With the trial and error of various pens, I found I preferred the EF nibs and unfortunately, the Metropolitans finest nib was a Fine. What I failed to understand at the time was that not all similar size nibs are created equal depending on the country they are made, and because of that, I placed the Metropolitans in a drawer and forgot all about them.
After reading a suggestion Cathy Johnson made to a beginner asking what pen she should start out with, I decided to bring one of my Metropolitans back out and give it another try. Cathy explained that she found the Metropolitan to write smoother than other pens many people choose to use (to include me) and was one of her favorites.
Following a day of playing, I have to agree. The Fine on the Metropolitan lays down a line as fine as the Lamy EF nib. I found it to be smooth even on Fabriano Soft paper my Lamy struggles moving across. I was pleasantly surprised and may have found a new favorite.
While playing with the pen, I also decided to load it with Noodler's #41 Brown to compare with my other De Atramentis Document Brown ink.
This next was worked on Stonehenge Aqua 140lb watercolor paper which has a smoother surface than the Fabriano Soft. The pen just seemed to glide across the paper.

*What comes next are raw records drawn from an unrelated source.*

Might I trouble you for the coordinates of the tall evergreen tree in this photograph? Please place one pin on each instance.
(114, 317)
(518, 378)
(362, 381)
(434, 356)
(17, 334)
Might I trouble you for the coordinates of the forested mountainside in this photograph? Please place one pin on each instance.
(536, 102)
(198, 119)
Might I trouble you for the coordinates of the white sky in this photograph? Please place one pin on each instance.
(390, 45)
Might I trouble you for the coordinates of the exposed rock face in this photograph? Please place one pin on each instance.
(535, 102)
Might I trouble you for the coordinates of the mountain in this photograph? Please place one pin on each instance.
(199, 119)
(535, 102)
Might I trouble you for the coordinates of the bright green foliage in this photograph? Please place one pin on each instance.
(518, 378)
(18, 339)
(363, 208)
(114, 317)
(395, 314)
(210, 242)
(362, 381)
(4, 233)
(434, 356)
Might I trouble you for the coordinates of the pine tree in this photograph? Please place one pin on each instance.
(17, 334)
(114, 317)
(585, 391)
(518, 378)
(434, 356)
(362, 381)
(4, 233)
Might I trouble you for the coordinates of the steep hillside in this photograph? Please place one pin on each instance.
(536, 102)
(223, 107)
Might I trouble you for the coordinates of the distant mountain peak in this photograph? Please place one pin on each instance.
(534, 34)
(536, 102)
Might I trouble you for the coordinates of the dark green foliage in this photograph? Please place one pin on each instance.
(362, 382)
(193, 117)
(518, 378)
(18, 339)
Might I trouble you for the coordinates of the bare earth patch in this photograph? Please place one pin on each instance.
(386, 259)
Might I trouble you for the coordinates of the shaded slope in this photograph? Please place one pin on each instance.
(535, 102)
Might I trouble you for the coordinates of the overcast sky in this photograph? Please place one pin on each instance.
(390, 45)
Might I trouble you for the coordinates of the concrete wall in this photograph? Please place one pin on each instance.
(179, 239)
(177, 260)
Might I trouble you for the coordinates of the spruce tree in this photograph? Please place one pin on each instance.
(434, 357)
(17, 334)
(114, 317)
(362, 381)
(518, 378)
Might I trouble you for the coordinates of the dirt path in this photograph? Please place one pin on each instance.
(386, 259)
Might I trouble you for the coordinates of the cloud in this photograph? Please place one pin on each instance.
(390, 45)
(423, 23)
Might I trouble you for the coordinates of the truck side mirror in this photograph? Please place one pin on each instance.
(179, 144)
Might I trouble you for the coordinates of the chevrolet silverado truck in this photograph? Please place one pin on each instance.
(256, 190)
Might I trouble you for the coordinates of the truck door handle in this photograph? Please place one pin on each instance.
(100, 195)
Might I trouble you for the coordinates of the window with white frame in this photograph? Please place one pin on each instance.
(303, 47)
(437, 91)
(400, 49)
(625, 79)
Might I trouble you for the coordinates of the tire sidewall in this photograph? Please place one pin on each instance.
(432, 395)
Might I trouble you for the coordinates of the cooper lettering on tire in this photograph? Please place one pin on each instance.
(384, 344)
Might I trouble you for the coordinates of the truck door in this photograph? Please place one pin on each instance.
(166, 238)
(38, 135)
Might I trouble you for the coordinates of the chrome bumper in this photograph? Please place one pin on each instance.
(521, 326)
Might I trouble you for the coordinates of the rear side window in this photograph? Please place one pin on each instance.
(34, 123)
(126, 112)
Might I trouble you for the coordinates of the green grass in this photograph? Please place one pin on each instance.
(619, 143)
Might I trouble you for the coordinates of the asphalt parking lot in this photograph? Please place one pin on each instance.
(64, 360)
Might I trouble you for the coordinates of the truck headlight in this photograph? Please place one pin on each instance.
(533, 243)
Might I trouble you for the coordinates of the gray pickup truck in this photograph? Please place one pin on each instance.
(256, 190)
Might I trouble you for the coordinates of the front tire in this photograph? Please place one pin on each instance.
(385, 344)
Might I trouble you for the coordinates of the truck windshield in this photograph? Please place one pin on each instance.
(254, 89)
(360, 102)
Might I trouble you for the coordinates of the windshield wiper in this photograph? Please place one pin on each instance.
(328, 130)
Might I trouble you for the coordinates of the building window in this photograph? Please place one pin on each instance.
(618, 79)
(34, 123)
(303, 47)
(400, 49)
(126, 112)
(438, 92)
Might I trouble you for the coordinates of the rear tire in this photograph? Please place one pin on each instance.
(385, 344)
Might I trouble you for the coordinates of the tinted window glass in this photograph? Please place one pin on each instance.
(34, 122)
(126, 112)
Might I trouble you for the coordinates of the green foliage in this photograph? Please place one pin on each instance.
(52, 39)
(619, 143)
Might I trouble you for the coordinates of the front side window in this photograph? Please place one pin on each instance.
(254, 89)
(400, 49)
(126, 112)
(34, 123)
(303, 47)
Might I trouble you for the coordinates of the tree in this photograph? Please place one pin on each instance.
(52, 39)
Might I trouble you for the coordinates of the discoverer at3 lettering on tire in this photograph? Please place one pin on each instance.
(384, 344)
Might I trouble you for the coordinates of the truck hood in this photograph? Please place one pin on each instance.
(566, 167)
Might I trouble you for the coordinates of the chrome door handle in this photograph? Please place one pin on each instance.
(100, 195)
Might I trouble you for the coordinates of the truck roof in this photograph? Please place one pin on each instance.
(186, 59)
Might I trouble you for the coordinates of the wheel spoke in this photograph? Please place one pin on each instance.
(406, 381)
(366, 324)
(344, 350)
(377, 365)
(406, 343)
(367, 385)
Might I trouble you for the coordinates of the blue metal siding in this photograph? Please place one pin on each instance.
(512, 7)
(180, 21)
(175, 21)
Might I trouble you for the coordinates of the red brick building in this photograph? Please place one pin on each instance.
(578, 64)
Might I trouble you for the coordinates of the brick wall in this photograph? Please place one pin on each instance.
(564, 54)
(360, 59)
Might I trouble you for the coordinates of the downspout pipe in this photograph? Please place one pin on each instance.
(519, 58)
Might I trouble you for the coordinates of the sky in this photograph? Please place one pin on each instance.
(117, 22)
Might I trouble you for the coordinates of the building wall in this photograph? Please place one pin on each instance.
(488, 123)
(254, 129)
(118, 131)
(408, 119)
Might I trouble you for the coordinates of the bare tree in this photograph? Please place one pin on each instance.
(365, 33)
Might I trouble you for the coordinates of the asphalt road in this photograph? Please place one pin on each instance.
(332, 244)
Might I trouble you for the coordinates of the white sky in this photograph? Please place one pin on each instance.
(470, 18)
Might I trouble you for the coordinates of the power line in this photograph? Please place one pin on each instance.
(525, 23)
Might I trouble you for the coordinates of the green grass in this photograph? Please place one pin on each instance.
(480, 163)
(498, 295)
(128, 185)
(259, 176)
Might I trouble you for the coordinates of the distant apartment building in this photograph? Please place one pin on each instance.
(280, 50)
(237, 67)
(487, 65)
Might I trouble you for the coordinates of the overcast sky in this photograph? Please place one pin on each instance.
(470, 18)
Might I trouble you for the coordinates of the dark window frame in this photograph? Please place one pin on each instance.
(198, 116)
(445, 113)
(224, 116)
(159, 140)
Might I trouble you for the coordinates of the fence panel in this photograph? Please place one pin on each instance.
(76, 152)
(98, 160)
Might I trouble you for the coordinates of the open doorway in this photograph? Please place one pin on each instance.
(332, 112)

I first worked an initial outline of the flowers/petals leaving the inside line marks to later. I wanted to see how the nib would lay down the ink over dried watercolor. I have found that most often, ink applied afterwards appears to be thicker and darker. It could be the ink....could be the nib........could be a combination of both....I don't know but I liked how it worked out with this pen and ink combination. I was able to obtain lines that didn't overly stand out as has happened with other sketches where I applied ink after the color dried.